Prognosis COVID-19 (Coronavirus Disease 2019)
Prognosis COVID-19 (coronavirus disease 2019) umumnya bergantung pada keparahan gejala, usia, dan komorbid pasien. Komplikasi dapat terjadi akut atau berlangsung dalam jangka waktu panjang (long COVID), dipengaruhi faktor risiko pada pasien.[1-3]
Komplikasi Akut
Komplikasi COVID-19 paling umum adalah acute respiratory distress syndrome (ARDS). Selain itu, beberapa komplikasi lain adalah syok sepsis, rabdomiolisis, dan acute limb ischemia.
Acute Respiratory Distress Syndrome
Kerusakan dinding alveolus dan kapiler dari paru akibat COVID-19 dapat menyebabkan komplikasi acute respiratory distress syndrome (ARDS). ARDS didiagnosis dengan PaO2/FiO2 ≤300 mmHg atau SpO2/FiO2 ≤315 mmHg. Pasien lansia dengan COVID-19 dan ARDS ditemukan memiliki risiko kematian lebih tinggi. Pasien dengan gagal napas dapat dilakukan intubasi endotrakeal dan ventilasi mekanik.[6,15]
Syok Sepsis
Beberapa studi telah menunjukkan bahwa syok sepsis merupakan salah satu komplikasi dari COVID-19. Studi Chen et al. menunjukkan bahwa 4% pasien COVID-19 mengalami komplikasi syok sepsis. Pasien dengan syok harus dilakukan resusitasi cairan dan pemberian vasopressor untuk mempertahankan mean arterial pressure (MAP) ≥65 mmHg dan kadar serum laktat >2 mmol/L.[6,55]
Komplikasi Jangka Panjang
Pasien yang telah sembuh dari COVID-19, baik gejala ringan, sedang, maupun berat, ada yang mengeluhkan efek jangka panjang yang menetap hingga berbulan-bulan setelah infeksi. Efek jangka panjang COVID-19 di antaranya:
- Gejala umum: kelelahan
- Kardiovaskuler: miokarditis dan aritmia, termasuk sindrom takikardia
- Respirasi: dispnea hingga 3 bulan setelah infeksi akut
- Saraf: anosmia, disgeusia, brain fog, sakit kepala, gangguan tidur, pusing, delirium, dan neuropati
- Status metabolik: onset baru diabetes mellitus atau komplikasi metabolik berat pada diabetes yang sudah ada sebelumnya[1,56,57]
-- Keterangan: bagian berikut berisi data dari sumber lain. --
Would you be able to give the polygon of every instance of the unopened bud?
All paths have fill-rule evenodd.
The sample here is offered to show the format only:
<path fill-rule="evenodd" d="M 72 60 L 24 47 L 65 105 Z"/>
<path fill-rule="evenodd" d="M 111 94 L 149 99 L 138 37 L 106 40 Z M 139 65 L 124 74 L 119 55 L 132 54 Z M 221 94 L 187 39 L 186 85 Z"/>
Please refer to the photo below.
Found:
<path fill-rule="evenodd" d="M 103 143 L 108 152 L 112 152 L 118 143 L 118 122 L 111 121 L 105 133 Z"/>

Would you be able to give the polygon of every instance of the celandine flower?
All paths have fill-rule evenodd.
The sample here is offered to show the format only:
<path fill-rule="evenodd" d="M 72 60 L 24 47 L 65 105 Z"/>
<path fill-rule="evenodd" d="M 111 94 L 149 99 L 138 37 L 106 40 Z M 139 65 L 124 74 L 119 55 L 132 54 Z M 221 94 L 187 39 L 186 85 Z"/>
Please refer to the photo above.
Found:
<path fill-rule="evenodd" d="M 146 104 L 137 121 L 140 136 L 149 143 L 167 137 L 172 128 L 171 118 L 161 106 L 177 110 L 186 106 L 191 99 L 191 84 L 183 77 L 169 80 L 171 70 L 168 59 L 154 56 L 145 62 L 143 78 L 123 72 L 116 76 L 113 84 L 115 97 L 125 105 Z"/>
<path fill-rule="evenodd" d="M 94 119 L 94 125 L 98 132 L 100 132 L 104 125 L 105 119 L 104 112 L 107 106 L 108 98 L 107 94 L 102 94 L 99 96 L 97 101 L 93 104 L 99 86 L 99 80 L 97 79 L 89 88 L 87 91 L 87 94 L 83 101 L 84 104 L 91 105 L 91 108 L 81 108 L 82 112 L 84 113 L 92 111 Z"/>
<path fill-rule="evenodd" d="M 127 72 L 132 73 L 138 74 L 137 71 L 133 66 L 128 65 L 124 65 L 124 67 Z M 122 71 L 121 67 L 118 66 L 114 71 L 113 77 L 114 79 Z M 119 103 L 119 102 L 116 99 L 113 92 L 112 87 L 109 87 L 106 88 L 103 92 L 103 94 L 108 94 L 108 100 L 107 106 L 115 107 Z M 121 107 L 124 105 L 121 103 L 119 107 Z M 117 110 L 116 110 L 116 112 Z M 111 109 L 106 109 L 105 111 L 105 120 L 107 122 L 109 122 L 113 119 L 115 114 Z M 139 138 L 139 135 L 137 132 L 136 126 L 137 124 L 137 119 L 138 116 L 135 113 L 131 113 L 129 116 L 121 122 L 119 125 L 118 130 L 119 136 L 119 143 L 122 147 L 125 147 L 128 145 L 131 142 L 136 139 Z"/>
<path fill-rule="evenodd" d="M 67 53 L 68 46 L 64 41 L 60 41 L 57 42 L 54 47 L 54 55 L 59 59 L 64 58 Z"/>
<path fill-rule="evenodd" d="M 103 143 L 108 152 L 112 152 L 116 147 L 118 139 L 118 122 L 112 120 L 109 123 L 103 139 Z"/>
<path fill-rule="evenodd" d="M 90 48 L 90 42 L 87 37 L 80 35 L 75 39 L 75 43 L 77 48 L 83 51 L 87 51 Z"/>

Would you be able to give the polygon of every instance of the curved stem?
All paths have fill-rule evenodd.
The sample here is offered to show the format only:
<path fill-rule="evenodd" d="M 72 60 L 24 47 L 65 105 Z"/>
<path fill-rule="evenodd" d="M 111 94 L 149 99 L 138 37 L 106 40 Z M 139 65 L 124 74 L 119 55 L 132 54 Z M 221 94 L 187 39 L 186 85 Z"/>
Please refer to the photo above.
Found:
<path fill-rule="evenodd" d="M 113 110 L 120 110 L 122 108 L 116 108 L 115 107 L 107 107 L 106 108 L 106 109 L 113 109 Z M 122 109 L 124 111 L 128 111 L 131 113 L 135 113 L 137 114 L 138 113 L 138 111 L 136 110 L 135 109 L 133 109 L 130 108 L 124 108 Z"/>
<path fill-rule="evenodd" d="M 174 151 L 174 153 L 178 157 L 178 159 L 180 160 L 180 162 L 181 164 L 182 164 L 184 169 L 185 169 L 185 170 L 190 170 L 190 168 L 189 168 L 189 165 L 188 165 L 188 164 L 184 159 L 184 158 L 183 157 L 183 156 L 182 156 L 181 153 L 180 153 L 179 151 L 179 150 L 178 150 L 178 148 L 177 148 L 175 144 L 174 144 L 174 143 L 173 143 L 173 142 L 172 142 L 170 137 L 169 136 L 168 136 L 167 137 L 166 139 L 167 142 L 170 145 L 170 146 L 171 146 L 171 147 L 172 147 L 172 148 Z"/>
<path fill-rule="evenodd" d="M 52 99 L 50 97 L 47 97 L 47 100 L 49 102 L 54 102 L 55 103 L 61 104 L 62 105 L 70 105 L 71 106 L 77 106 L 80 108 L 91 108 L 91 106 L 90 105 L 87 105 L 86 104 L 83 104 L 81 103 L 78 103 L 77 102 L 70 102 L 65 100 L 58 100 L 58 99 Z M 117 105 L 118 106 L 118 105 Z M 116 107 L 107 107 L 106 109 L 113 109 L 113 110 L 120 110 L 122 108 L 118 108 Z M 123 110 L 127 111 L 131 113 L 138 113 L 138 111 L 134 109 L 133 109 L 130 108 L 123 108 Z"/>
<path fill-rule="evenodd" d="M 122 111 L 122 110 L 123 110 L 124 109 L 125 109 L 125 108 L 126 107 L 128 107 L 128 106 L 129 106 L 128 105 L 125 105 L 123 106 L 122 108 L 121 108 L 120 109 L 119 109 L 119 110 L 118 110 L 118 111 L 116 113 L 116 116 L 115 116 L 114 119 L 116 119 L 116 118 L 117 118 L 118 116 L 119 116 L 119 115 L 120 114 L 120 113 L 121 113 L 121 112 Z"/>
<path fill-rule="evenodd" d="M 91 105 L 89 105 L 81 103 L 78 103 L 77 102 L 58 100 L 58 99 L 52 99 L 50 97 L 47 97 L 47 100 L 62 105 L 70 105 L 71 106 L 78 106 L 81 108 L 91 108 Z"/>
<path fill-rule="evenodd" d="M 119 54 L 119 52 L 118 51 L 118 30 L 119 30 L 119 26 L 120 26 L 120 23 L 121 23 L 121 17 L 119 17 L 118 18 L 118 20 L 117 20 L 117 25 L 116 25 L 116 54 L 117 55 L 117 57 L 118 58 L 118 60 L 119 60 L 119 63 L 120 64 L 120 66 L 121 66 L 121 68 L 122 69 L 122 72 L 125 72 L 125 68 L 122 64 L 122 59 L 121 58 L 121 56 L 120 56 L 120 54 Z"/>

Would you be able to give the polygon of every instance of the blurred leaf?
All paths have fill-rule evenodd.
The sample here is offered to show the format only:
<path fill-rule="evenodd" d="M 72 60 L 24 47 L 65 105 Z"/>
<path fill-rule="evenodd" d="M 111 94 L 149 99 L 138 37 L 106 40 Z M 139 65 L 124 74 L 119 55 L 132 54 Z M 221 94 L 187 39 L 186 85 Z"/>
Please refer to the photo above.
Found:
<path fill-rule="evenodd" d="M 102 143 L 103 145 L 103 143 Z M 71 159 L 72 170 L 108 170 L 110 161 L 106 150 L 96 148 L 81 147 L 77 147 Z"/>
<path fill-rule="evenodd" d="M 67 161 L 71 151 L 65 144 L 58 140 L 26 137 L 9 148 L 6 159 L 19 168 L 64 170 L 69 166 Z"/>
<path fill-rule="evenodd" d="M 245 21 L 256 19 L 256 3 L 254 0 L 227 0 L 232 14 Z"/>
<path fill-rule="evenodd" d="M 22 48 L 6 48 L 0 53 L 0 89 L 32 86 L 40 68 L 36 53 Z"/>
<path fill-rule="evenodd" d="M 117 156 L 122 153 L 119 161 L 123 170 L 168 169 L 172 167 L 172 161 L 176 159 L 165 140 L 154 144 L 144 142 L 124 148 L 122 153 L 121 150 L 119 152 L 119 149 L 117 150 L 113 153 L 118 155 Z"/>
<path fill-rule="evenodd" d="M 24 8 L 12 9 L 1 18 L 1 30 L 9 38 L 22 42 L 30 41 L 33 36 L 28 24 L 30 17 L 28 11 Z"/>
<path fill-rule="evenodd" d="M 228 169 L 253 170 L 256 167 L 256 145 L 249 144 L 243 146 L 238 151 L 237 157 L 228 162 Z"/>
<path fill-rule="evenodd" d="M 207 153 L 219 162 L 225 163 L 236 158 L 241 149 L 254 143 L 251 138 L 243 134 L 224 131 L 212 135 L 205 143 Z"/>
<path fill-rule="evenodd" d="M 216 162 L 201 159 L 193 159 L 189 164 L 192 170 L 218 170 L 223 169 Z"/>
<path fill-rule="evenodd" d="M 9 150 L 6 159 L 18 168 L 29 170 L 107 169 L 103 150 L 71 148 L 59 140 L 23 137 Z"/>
Studi terbaru juga menunjukkan bahwa COVID-19 mungkin menyebabkan disfungsi ereksi.[58]
Rabdomiolisis
Studi oleh Jiang F et al. menemukan rabdomiolisis sebagai kemungkinan komplikasi jangka panjang pada pasien COVID-19. Hal ini ditemukan pada pasien COVID-19 keadaan berat dengan gejala nyeri pada tungkai bawah dan fatigue. Selain itu, rabdomiolisis juga dapat memiliki manifestasi klinis gagal ginjal akut dan pigmenturia.
Pada studi ini, rabdomiolisis baru terjadi pada hari ke 9 dengan gejala nyeri pada tungkai bawah, peningkatan mioglobin, creatinine kinase (CK), laktat dehidrogenase, alanine aminotransferase, dan aspartat aminotransferase.[59]
Prognosis
Case fatality rate (CFR) pasien COVID-19 dilaporkan sebesar 1,43%. Namun, tingkat kematian dipengaruhi berbagai faktor, di antaranya usia, tingkat keparahan, komorbid, seberapa cepat mendapat pengobatan, dan respon pasien terhadap pengobatan.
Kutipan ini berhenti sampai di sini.